Thursday, April 15, 2010

Some Pre-Flight Notes

  
Three weeks before my departure, my brain is whirring and cluttered, a jumble of thoughts on things that need to be done or obtained or otherwise checked off of lists before I go. I have been putting together the pieces of the actual trip for some months now, booking accommodations, reading up on local customs and culture, getting poked in the arm so as not to contract polio or Japanese encephalitis, and purchasing fancy camera batteries and outlet adapters. But in these last few weeks, there are more personal things I am trying to do, loose ends to tie up, friends and family to see one more time before saying goodbye for the rest of the year. In the next 20 days, I'll move out of my apartment, figure out exactly what I am taking with me, make at least one trip to REI, work ten more days at the credit union, get two more shots and make sure my travel prescriptions are filled, finish the painting that's been sitting on my easel mostly done for several months so I can finally sell it to the person who commissioned it, spend a little time with my mom, and throw myself a going-away party. The brain is busy.

As excited as I am to traipse around feeding Irish piglets and helping third-world orphans with their idioms, I do have mixed feelings about actually leaving. It's not that I'm nervous about this trip; people keep asking if I am, and perhaps I should be, but I'm not. Maybe that will happen mid-July, when the time comes to fly from Ireland--a western nation I've visited before, where everyone speaks English (more or less) and it's perfectly safe for me to eat raw produce--to rural Nepal, an utterly foreign place where I will have to relinquish nearly all control over my situation, from food and lodging to communication and toilet facilities. This will be a challenge for me; I am a born planner. A list-maker, a logical thinker-ahead, always more comfortable knowing what to expect. Even if it means expecting something unpleasant, at least I can see it coming. I understand I cannot count on this level of control in Nepal.

And I guess there's some trepidation about being on my own for such a long period. As much fun as I had on my last solo trip two years ago, by the time it was over, I was ready to go home. I felt like I'd been away for ages--and that was only four weeks!

I am also a little sorry to be going away at this particular time. There are relationships--both personal and professional--that I find myself reluctant to walk away from. Of course I will miss my family and longtime friends, but there are also a few people I have only recently had the privilege of getting to know who may have moved on, one way or another, by the time I return.

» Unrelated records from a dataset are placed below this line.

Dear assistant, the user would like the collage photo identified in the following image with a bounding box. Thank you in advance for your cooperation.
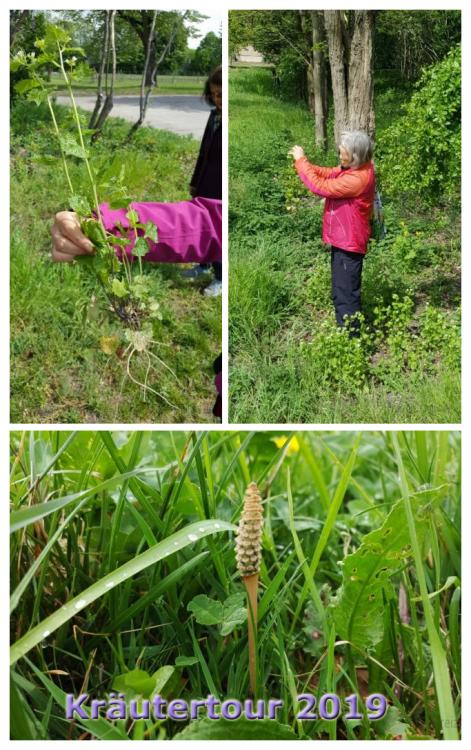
[8,2,463,744]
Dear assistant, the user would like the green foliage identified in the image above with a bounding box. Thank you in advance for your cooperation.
[229,66,461,424]
[9,430,461,739]
[333,490,439,649]
[378,45,461,205]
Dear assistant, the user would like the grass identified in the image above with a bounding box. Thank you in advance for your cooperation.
[47,72,207,96]
[10,99,221,423]
[229,68,461,423]
[10,429,461,740]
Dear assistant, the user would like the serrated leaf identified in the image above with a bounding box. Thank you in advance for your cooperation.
[81,218,106,248]
[188,595,223,626]
[15,78,41,95]
[132,237,150,258]
[177,717,299,741]
[59,133,88,160]
[375,705,410,739]
[144,221,158,242]
[27,88,49,106]
[332,490,439,649]
[69,194,91,216]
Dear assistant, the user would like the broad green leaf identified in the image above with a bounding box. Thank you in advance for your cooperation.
[220,593,247,636]
[81,218,107,248]
[10,519,235,665]
[112,669,155,697]
[15,78,41,95]
[59,133,88,160]
[69,194,91,216]
[132,237,150,258]
[177,717,299,740]
[332,490,439,649]
[187,594,223,626]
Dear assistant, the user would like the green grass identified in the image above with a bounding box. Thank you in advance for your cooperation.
[10,430,461,740]
[10,100,221,423]
[47,72,207,96]
[229,68,461,423]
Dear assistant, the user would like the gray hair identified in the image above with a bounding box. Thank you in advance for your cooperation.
[339,130,374,168]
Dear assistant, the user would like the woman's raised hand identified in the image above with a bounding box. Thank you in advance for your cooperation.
[51,211,95,263]
[288,145,305,161]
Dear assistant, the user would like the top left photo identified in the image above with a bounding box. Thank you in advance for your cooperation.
[10,9,223,425]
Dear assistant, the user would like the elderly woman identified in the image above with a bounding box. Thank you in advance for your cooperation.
[289,130,375,331]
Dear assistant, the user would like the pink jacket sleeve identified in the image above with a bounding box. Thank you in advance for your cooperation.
[99,197,222,264]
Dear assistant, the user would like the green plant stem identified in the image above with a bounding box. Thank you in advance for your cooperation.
[56,44,104,235]
[392,433,458,740]
[46,94,74,195]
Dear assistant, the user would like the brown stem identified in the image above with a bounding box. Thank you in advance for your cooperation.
[243,572,259,696]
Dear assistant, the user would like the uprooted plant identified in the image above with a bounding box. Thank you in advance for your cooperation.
[11,24,179,407]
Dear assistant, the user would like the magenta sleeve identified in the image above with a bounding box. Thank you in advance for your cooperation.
[99,197,222,264]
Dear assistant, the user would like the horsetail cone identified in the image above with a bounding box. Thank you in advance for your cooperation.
[235,482,264,577]
[236,482,263,696]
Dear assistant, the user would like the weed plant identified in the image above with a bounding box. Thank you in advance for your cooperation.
[10,35,220,423]
[10,430,461,740]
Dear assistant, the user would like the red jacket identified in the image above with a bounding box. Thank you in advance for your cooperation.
[294,157,375,254]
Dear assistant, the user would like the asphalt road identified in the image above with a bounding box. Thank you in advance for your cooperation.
[56,94,210,138]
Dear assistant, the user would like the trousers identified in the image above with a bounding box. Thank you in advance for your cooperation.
[331,246,364,329]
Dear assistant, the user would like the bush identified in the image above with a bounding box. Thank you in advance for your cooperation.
[378,45,461,205]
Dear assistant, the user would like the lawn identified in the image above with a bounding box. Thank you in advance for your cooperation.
[10,430,461,740]
[47,72,207,96]
[229,68,461,424]
[10,99,221,423]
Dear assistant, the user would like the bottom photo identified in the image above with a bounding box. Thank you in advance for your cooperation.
[10,430,461,740]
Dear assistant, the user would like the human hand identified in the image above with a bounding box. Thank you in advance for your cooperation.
[288,145,305,160]
[51,211,95,262]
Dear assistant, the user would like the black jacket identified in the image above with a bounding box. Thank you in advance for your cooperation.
[190,108,222,200]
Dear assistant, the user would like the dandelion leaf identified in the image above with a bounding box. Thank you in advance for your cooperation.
[332,490,438,649]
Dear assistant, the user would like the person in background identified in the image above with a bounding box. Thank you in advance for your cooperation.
[183,65,222,297]
[289,130,375,334]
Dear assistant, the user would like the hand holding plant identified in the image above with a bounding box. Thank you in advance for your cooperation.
[11,23,182,408]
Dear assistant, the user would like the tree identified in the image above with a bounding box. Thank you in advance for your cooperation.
[190,31,222,75]
[324,10,375,143]
[88,10,116,134]
[300,10,327,149]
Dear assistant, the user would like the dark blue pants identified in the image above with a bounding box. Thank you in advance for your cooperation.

Six months ago, this was not the case, and I would only have been too happy to jet away from the impending Seattle winter (mild as it turned out to be, all said,) but now, with spring's sweetness in the air and the promise of long summer days just around the corner, I am saddened a little that I have chosen to spend all that time away from everyone I know, in Galway's drizzle and Pokhara's monsoon, only to return home just as another winter throws its dark, blustery cloak over the city.

So I'm a little sad and probably a little anxious and I don't know how I'm going to go more than a month without seeing my brother, but at the end of the day, it is excitement I feel most. Ever since returning from my last adventure, I have had daily daydreams about all the interesting places I would like to go, all the great characters I could meet and the grand adventures I could have. A few months of those daydreams and I couldn't bear it much longer. I just had to pick one I could make a reality, make a couple of contacts and book some flights. So here I am, preparing for my biggest plunge yet.  And I guess when I take a step back from the shots and the fear of homesickness and the unquenchable desire to know exactly what to expect from the second portion of the trip, it's just a big swell of joyful anticipation.